In the romance writing community, the RITA Award (presented by Romance Writers of America®) is the award. Today, a friend asked me in an email if I had a book entered in the RITAs. Until that moment, I’d tried to pretend that I wasn’t aware tomorrow (March 24) is the day for the announcement of finalists to be made.
Contests are funny things. Despite knowing that reading is subjective, many writers like that confirmation from the judges, especially from their peers as is the case with the RITA contest. I’ve been honored to win two RITA Awards, and it was exciting and humbling. I’ve had five other novels final but not win, and it’s disappointing, a real let down. On the other hand, not making the finals or winning can feel like an author’s book has been rejected by the world instead of by 5 judges. And in truth, not finaling doesn’t mean a book was “rejected.” It just means there were at least three to nine books that scored higher, maybe by only one point. Not winning isn’t rejection. It could be a one point difference between the winner and the next book. The logical part of my brain knows feeling that my book was “rejected” by the judges is silly. But sometimes logic takes a backseat to emotion.

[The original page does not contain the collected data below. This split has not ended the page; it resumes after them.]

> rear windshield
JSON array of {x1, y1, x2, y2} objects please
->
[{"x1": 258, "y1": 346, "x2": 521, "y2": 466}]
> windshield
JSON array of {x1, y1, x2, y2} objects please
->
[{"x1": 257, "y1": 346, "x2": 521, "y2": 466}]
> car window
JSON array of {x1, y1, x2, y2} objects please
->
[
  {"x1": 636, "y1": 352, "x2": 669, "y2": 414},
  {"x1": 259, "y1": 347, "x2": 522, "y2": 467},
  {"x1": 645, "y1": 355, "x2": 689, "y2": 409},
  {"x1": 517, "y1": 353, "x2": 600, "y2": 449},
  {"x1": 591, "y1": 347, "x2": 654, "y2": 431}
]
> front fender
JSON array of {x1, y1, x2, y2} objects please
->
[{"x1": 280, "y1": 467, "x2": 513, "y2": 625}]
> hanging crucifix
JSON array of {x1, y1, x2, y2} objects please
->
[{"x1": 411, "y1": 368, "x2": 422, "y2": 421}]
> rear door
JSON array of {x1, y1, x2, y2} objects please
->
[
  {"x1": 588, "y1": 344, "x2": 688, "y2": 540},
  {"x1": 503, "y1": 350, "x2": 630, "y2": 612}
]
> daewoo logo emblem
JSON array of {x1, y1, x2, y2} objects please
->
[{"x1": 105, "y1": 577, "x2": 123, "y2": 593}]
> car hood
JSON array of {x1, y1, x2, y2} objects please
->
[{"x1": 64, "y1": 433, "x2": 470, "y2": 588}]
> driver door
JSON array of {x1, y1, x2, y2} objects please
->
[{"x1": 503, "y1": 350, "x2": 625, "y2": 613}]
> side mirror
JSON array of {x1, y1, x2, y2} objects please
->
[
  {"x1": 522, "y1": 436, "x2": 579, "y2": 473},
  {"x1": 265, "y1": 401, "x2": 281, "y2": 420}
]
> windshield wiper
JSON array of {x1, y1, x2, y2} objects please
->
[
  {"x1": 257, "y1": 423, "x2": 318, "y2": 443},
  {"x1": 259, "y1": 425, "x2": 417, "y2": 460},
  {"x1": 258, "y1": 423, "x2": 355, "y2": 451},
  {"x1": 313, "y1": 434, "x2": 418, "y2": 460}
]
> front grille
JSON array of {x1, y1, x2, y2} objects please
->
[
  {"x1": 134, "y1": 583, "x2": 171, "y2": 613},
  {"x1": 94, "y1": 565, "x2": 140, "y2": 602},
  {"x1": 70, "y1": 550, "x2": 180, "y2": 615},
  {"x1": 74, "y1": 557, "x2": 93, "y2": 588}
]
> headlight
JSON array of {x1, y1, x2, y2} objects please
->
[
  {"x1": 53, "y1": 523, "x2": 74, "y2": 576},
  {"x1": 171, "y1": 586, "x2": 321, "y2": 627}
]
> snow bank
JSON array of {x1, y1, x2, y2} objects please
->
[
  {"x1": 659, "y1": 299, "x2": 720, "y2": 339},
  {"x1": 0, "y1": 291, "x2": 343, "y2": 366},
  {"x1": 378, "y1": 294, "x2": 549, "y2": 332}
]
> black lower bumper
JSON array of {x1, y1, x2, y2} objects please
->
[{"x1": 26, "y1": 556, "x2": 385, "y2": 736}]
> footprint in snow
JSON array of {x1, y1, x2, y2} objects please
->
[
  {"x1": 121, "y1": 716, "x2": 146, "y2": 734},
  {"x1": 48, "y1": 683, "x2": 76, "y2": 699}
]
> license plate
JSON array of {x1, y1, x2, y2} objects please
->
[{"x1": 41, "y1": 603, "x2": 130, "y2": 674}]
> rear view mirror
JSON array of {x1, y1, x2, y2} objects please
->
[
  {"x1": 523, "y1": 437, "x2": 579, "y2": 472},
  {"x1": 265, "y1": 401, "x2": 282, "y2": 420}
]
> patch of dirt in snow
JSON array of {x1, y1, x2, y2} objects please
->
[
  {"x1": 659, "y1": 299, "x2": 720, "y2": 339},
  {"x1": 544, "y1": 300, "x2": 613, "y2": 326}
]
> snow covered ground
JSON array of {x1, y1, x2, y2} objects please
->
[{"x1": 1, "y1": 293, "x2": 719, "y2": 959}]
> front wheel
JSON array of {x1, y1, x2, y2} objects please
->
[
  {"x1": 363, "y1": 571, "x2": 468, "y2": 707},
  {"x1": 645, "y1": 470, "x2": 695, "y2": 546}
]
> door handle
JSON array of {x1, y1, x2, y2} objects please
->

One beloved mega-bestselling author doesn’t believe that Christian authors should “compete” in this way. She avoids awards ceremonies whenever possible. Recently, BJ Hoff posted on her blog about contests, and that’s where I learned that she doesn’t enter contests either. There is a great deal of wisdom in BJ’s post. Comparing it with my above comments about disappointment from “rejection” by judges, I’m seeing more and more wisdom in BJ’s position.
This is a subject I’m going to ponder and pray about some more.